The group is believed to have made more than $1.2 million perpetrating the scams, according to the U.S. Justice Department (DOJ).
Nnamdi Chizuba Anisiobi, 31, and Kesandu Egwuonwu, 35, both of Nigeria, and Anthony Friday Ehis, 34, of Senegal, each pleaded guilty to participating in the schemes commonly known as 419 scams in federal court in Brooklyn, N.Y.
Anisiobi, also known as Abdul Rahman, Michael Anderson, Edmund Walter, Nancy White and Namo, pleaded guilty to one count of conspiracy, eight counts of wire fraud and one count of mail fraud.
Egwuonwu, also known as Joey Martin Maxwell, David Mark and Helmut Schkinger, pleaded guilty to one count of conspiracy, three counts of wire fraud and one count of mail fraud while Ehis pleaded guilty to one count of conspiracy and five counts of wire fraud.
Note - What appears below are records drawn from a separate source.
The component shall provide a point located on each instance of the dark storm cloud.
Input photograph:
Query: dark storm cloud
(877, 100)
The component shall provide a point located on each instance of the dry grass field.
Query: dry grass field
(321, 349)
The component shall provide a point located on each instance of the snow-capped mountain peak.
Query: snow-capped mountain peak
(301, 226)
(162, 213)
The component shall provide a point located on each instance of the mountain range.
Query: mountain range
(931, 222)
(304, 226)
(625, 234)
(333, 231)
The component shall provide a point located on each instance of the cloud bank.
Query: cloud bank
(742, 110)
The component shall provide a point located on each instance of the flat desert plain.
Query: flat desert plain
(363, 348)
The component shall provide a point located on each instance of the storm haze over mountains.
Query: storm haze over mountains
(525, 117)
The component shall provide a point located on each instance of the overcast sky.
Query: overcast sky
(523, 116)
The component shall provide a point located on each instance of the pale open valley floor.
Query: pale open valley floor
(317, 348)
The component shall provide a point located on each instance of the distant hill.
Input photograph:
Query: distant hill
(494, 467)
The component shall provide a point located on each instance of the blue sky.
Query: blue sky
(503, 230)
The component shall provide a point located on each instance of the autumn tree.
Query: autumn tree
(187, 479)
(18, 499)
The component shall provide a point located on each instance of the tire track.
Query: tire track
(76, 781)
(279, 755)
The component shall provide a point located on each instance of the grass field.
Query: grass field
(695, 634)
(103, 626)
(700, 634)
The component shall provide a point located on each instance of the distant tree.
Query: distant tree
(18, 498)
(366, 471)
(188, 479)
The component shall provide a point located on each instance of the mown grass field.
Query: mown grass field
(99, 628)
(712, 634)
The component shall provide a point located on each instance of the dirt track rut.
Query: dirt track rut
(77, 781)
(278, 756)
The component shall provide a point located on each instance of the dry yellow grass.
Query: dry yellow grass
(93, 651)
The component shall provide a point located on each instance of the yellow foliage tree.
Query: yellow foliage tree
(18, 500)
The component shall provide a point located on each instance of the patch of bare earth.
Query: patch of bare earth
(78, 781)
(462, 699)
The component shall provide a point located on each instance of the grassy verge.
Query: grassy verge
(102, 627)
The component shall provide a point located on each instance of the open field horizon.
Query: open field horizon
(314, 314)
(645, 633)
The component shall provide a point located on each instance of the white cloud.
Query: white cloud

A fourth defendant, Lenn Nwokeafor, a Nigerian citizen also known as Eric Williams, Lee, Chucks and Nago, fled to his home country where he is being held pending extradition to the United States. He was arrested by the Nigerian Economic and Financial Crimes Commission in July, 2006.
The maximum penalty for mail and wire fraud is 20 years in prison, while the conspiracy change carries a maximum penalty of five years in prison.
The group sent spam emails to thousands of email users, claiming to control millions of dollars abroad, including an amount of $55 million supposedly from a throat-cancer victim who needed assistance distributing the funds, according to the DOJ.
The defendants offered recipients a 20-percent commission, either to the end-user or a favorite charity, for their help, and sent fraudulent documents to the victim.
Anisiobi also telephoned victims, masking his voice to give the impression that he was suffering from throat cancer, before the group asked for payments to supposedly cover legal fees and taxes, according to a DOJ news release.
“Online scam artists should be on notice that we will continue to work closely with our international partners to ensure that there are no safe geographic boundaries for committing these crimes,” said Asst. Attorney General Alice Fisher.
While the scam emails may seem easy to delete, Graham Cluley, senior technology consultant at Sophos, an anti-virus vendor, said Thursday that there is no shortage of end-users who fall for them.
“It may be hard to believe that people fall for this type of crime, but sadly there are vulnerable and naïve people out there who do hand over their information and money to criminals. These men stole over $1.2 million with their scam emails, proving that there are still plenty of people waiting to have their bank accounts emptied by criminals on the net.”